If you veg for 4 weeks and flower for 9 say that's 13 weeks, and you're claiming that if you defoliate the plants then it takes 26 weeks to harvest your crop? All I am asking you and the others is to prove it, and that shouldn't be difficult given the vastness of the internet?
 

profterpen

New Member
Let's vote.

Light: Level Canopy or Level Bottoms?

Voting starts now and closes on midnight March 28th. That will give everyone time vote and give the clones time to root.

Cast your vote and tell us why.
 

lilroach

Well-Known Member
I have been a proponent of leaving the leaves on the plant for some time now, but am very interested in this comparison as it may put this entire debate to rest. So far it seems like it's being done fairly and by someone that knows the "correct" way of defoliating.

It would be nice that those voicing in on this would be civil and spare us the seemingly required name-calling and bashing those that do not share their views on defoliating....it will make for a more interesting read. If you want to bash someone for growing differently than you, there's 1,000's of threads on here to do that....please just spare us having to read it on this one. The guy is truly trying to do a good experiment here.
 

Observe & Report

Well-Known Member
Better than nothing, but one experimental plant and one control doesn't yield much power and the experiment would have to be repeated many times to get anything out of it. To get better data, a start would be to make enough cuts to fill your entire room, then randomly assign them to either defo or control. To control for lighting and other environmental variables, randomly rearranging the plants each light cycle would help with that. You would also have give the plants each a measured dose of water / nutes to control for those variables as well.

Science is hard and generally unrewarding which is why only very dedicated people enter the field and stay there with low pay and low perqs.
 

Bugeye

Well-Known Member
Let's vote.

Light: Level Canopy or Level Bottoms?

Voting starts now and closes on midnight March 28th. That will give everyone time vote and give the clones time to root.

Cast your vote and tell us why.
You have to keep the canopy level for it to be a fair test. Defoliating will release the same hormone response in the plant as pinching off so if you grow one as a tree it is not a fair control. The only comparison I am interested in is a pinched off and LST'd plant to a defoliatied plant.

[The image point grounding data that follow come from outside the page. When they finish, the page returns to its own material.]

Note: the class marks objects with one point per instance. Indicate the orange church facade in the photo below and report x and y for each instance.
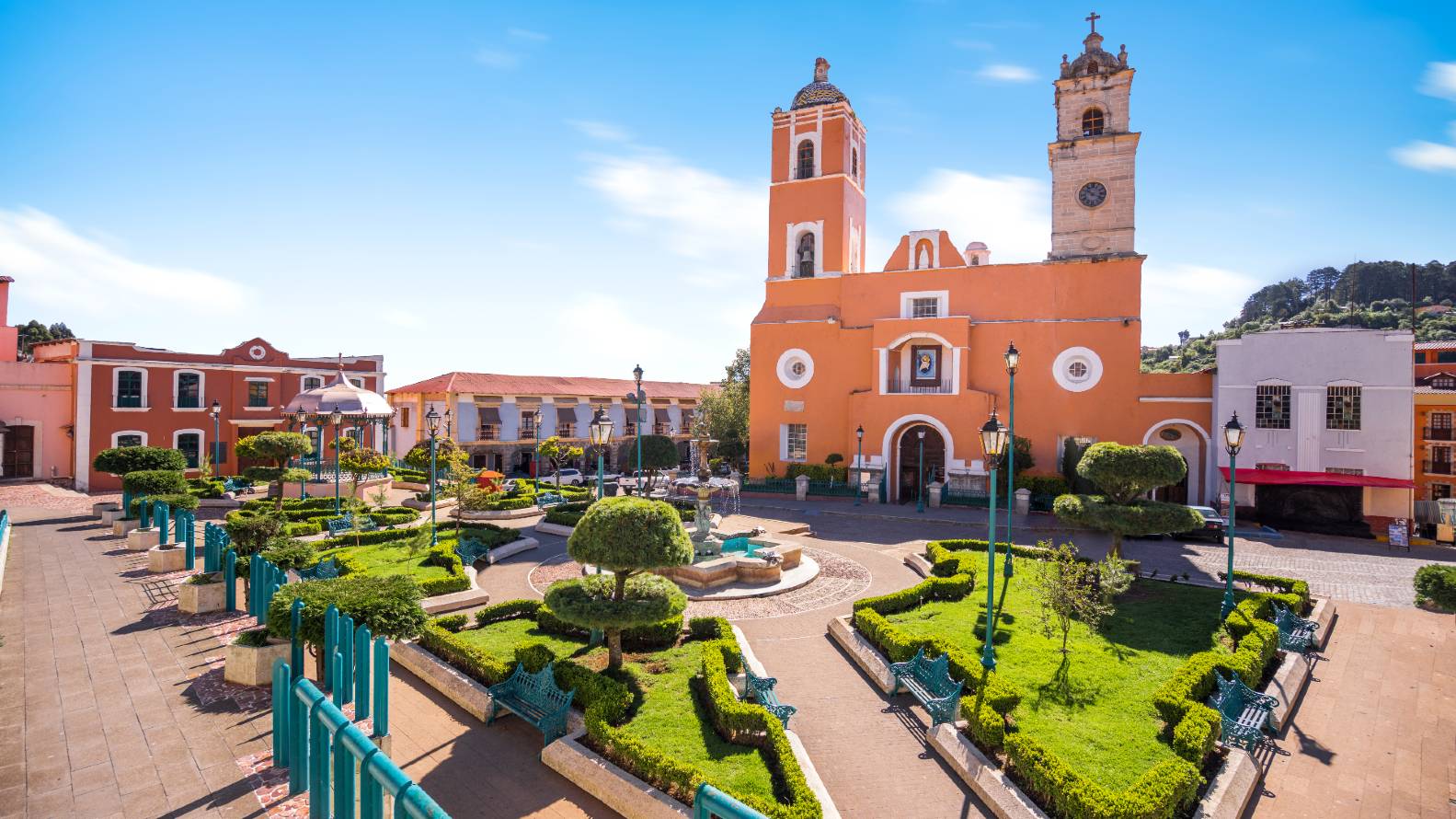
(918, 346)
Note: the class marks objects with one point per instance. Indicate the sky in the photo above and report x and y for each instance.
(577, 189)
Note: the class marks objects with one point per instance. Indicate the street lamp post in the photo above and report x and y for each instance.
(993, 441)
(600, 439)
(859, 461)
(919, 494)
(216, 410)
(1012, 363)
(1232, 442)
(432, 424)
(335, 417)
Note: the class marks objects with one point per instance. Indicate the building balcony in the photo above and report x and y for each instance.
(1436, 467)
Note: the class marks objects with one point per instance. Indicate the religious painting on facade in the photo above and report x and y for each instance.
(924, 366)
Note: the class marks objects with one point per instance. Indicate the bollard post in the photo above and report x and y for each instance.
(361, 659)
(281, 711)
(331, 629)
(380, 686)
(230, 579)
(294, 629)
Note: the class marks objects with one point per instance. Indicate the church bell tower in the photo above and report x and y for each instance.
(1094, 157)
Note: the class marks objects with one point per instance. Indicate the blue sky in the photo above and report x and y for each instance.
(577, 189)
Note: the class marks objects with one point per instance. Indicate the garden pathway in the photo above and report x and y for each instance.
(112, 706)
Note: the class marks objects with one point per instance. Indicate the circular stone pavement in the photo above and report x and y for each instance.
(841, 579)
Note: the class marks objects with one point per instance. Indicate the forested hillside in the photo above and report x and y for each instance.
(1373, 294)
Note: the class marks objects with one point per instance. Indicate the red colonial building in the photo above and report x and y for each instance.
(127, 395)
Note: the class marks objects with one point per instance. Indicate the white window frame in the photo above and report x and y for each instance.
(115, 389)
(908, 302)
(201, 391)
(119, 433)
(201, 444)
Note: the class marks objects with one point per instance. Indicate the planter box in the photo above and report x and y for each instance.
(162, 559)
(201, 599)
(143, 539)
(246, 664)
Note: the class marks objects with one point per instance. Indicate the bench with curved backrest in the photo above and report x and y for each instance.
(534, 698)
(322, 570)
(761, 691)
(929, 681)
(1295, 633)
(1243, 711)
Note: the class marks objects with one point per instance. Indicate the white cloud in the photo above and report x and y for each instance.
(1427, 156)
(1193, 297)
(597, 130)
(85, 277)
(1006, 73)
(497, 59)
(1012, 214)
(1440, 80)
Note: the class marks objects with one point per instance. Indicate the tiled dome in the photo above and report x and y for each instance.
(819, 92)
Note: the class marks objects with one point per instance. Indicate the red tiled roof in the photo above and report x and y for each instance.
(492, 384)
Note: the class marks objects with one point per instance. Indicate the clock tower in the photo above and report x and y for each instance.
(1094, 157)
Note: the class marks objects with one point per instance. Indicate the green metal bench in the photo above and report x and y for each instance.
(1295, 633)
(469, 549)
(339, 525)
(929, 681)
(322, 570)
(1243, 711)
(761, 691)
(534, 698)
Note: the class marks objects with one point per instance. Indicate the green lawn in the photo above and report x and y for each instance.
(669, 717)
(1096, 710)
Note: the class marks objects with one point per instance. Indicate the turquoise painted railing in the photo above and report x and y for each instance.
(314, 731)
(712, 803)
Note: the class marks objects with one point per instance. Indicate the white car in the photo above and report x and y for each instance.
(565, 477)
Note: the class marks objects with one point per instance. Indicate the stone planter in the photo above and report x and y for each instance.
(162, 559)
(143, 539)
(247, 664)
(201, 599)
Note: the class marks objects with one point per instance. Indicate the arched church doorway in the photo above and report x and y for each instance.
(908, 474)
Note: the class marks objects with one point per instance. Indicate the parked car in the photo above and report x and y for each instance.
(565, 477)
(1213, 524)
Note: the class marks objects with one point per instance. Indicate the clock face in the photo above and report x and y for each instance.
(1093, 194)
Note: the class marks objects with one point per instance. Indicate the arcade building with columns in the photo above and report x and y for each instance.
(918, 346)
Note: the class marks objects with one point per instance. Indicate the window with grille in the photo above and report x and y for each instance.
(191, 447)
(806, 160)
(798, 442)
(258, 394)
(924, 307)
(1271, 407)
(189, 389)
(129, 388)
(1343, 409)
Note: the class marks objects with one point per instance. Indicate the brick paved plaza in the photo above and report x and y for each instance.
(111, 706)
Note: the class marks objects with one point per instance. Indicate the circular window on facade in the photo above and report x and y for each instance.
(796, 367)
(1076, 369)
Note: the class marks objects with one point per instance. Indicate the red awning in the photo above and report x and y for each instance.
(1284, 477)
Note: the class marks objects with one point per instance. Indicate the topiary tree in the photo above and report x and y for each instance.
(387, 605)
(558, 455)
(1124, 474)
(122, 459)
(624, 535)
(277, 449)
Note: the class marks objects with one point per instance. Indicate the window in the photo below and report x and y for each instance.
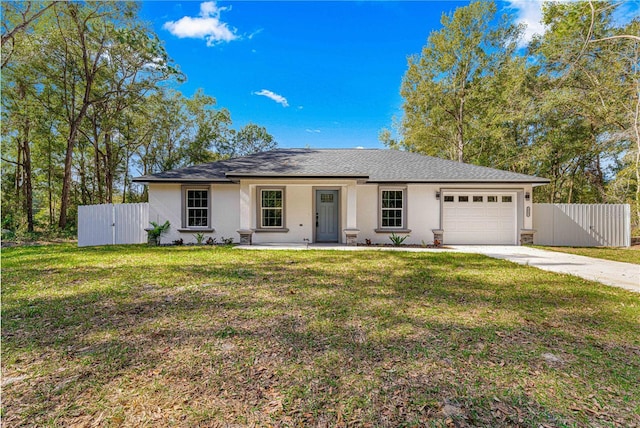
(196, 208)
(392, 209)
(271, 208)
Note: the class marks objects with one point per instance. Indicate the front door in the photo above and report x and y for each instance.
(326, 216)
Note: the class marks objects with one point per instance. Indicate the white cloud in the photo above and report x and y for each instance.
(273, 96)
(206, 26)
(528, 12)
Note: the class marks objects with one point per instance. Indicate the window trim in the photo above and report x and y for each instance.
(185, 209)
(259, 225)
(403, 227)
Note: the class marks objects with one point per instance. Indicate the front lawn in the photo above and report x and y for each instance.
(188, 336)
(627, 255)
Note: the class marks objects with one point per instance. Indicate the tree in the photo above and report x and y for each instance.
(251, 139)
(444, 99)
(591, 66)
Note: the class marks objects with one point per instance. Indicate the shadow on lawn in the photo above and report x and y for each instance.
(384, 336)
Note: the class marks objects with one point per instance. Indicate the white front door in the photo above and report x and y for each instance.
(480, 218)
(327, 216)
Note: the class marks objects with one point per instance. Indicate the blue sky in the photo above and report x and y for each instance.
(315, 73)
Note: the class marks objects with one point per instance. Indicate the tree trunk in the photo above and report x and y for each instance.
(28, 188)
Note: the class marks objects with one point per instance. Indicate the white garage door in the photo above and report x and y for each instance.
(479, 218)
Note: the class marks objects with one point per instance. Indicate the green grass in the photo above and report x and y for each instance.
(627, 255)
(188, 336)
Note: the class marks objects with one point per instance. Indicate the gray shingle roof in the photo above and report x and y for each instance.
(372, 165)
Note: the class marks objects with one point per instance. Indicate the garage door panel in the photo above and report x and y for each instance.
(480, 222)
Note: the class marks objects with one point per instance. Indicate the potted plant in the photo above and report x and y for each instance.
(156, 231)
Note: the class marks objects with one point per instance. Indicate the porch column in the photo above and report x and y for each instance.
(351, 231)
(245, 231)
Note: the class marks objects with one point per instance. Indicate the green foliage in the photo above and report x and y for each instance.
(397, 240)
(227, 241)
(566, 109)
(310, 336)
(157, 230)
(199, 238)
(101, 119)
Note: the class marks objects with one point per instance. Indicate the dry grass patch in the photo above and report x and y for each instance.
(187, 336)
(626, 255)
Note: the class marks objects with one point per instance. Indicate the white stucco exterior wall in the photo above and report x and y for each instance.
(234, 207)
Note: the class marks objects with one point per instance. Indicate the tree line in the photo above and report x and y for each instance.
(566, 106)
(88, 101)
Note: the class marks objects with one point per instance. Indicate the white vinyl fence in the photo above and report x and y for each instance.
(582, 225)
(109, 224)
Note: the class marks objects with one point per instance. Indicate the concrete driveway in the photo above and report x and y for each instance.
(617, 274)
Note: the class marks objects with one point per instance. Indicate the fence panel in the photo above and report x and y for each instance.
(582, 225)
(108, 224)
(131, 220)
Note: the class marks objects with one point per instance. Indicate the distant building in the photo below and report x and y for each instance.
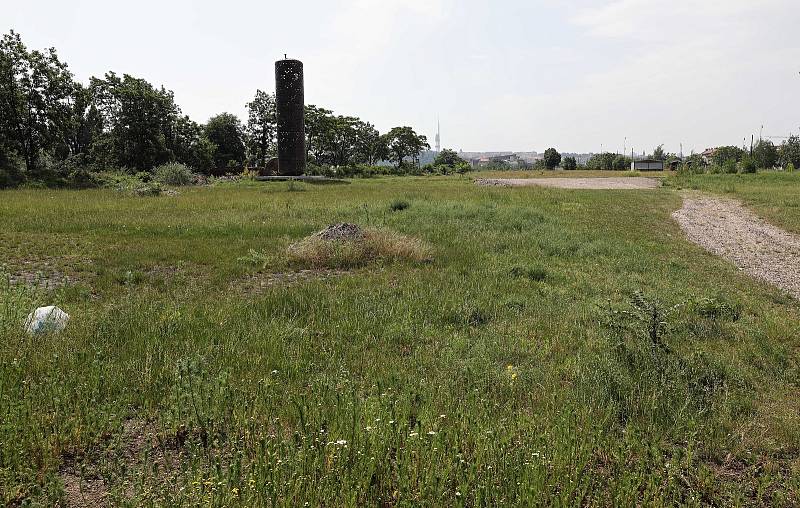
(647, 165)
(708, 155)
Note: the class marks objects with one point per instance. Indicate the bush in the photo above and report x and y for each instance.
(175, 174)
(748, 164)
(11, 173)
(147, 189)
(729, 166)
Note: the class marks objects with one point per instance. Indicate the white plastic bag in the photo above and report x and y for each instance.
(46, 319)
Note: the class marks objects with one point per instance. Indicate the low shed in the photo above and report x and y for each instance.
(647, 165)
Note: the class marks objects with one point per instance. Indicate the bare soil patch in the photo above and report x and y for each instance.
(611, 183)
(727, 229)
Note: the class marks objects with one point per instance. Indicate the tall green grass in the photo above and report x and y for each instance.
(561, 348)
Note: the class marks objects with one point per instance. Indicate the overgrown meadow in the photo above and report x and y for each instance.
(556, 347)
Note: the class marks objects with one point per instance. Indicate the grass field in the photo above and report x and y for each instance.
(559, 347)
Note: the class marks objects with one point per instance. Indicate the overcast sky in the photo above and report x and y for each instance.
(501, 74)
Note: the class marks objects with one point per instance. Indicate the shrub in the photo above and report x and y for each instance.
(11, 173)
(748, 164)
(173, 174)
(729, 166)
(147, 189)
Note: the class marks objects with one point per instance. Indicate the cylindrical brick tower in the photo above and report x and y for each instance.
(289, 99)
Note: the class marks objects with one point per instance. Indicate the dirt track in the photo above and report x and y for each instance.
(630, 182)
(726, 228)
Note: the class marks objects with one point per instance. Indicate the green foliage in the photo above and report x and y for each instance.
(174, 174)
(147, 189)
(724, 155)
(448, 161)
(226, 133)
(765, 154)
(601, 161)
(140, 120)
(341, 140)
(261, 129)
(403, 143)
(621, 163)
(748, 164)
(36, 90)
(790, 151)
(551, 158)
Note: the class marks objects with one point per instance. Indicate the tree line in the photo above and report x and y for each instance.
(54, 129)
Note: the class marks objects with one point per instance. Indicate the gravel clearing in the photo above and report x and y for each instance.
(628, 182)
(725, 228)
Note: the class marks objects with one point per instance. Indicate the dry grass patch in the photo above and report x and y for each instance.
(349, 246)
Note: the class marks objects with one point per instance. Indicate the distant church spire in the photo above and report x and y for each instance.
(438, 136)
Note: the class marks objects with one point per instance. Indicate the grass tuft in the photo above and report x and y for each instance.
(398, 205)
(374, 245)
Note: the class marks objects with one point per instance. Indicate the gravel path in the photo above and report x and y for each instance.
(726, 228)
(628, 182)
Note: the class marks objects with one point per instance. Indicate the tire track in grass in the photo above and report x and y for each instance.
(726, 228)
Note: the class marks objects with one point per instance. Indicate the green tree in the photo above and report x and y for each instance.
(601, 161)
(191, 147)
(318, 122)
(368, 147)
(225, 131)
(789, 152)
(765, 154)
(621, 163)
(261, 128)
(403, 143)
(36, 94)
(447, 157)
(725, 154)
(552, 158)
(139, 120)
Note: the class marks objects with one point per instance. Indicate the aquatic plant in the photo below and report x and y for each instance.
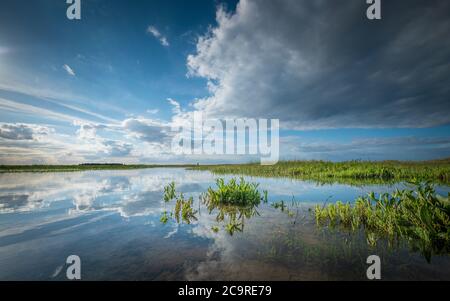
(352, 172)
(239, 193)
(232, 213)
(420, 217)
(169, 192)
(164, 218)
(182, 210)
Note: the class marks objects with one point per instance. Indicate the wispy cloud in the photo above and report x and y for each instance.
(155, 32)
(69, 70)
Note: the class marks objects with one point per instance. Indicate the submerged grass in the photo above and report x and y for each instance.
(80, 167)
(420, 217)
(357, 172)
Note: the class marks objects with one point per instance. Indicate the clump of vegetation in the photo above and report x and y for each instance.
(353, 172)
(420, 217)
(169, 192)
(234, 202)
(164, 218)
(183, 210)
(239, 193)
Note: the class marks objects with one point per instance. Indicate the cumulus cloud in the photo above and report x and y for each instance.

Grams per kwh and thc content (or smoke reports) to judge.

Wish I could join the test but my plant counts are limited and my grow plan is in place for this season. If I have a bust germinating maybe I will reconsider and do some cloning to fill empty slots. Thanks to all who do participate as this will be far more educational than the typical defoliation thread.
 

Nitegazer

Well-Known Member
Let's vote.

Light: Level Canopy or Level Bottoms?

Voting starts now and closes on midnight March 28th. That will give everyone time vote and give the clones time to root.

Cast your vote and tell us why.
I vote for level canopy. If I were defoliating my plants I would keep the lght as close to the tops as I would on a grow were I not defoliating. In fact, one of the reasons I would defoliate would be to allow me to bring the light lower. Raising the defoliated plants up doesn't give them an unfair advantage, it is just part of the technique.
 

^su

Active Member
Level bottoms, if defoliation truly doesn't slow down growth there is no need to vote right? If they were outside would you try and bring the sun closer? Let the tests roll with just the defoliation taking place.
 

Bugeye

Well-Known Member
Level bottoms, if defoliation truly doesn't slow down growth there is no need to vote right? If they were outside would you try and bring the sun closer? Let the tests roll with just the defoliation taking place.
If they were outside there would be no difference in light intensity between top of plant and bottom. A fair test will have the same light intensity at the top of the plant where the buds grow biggest.
 

profterpen

New Member
Level bottoms, if defoliation truly doesn't slow down growth there is no need to vote right? If they were outside would you try and bring the sun closer? Let the tests roll with just the defoliation taking place.
I agree with you, all valid points. What's everyone else think? We have about two weeks to have all variables set.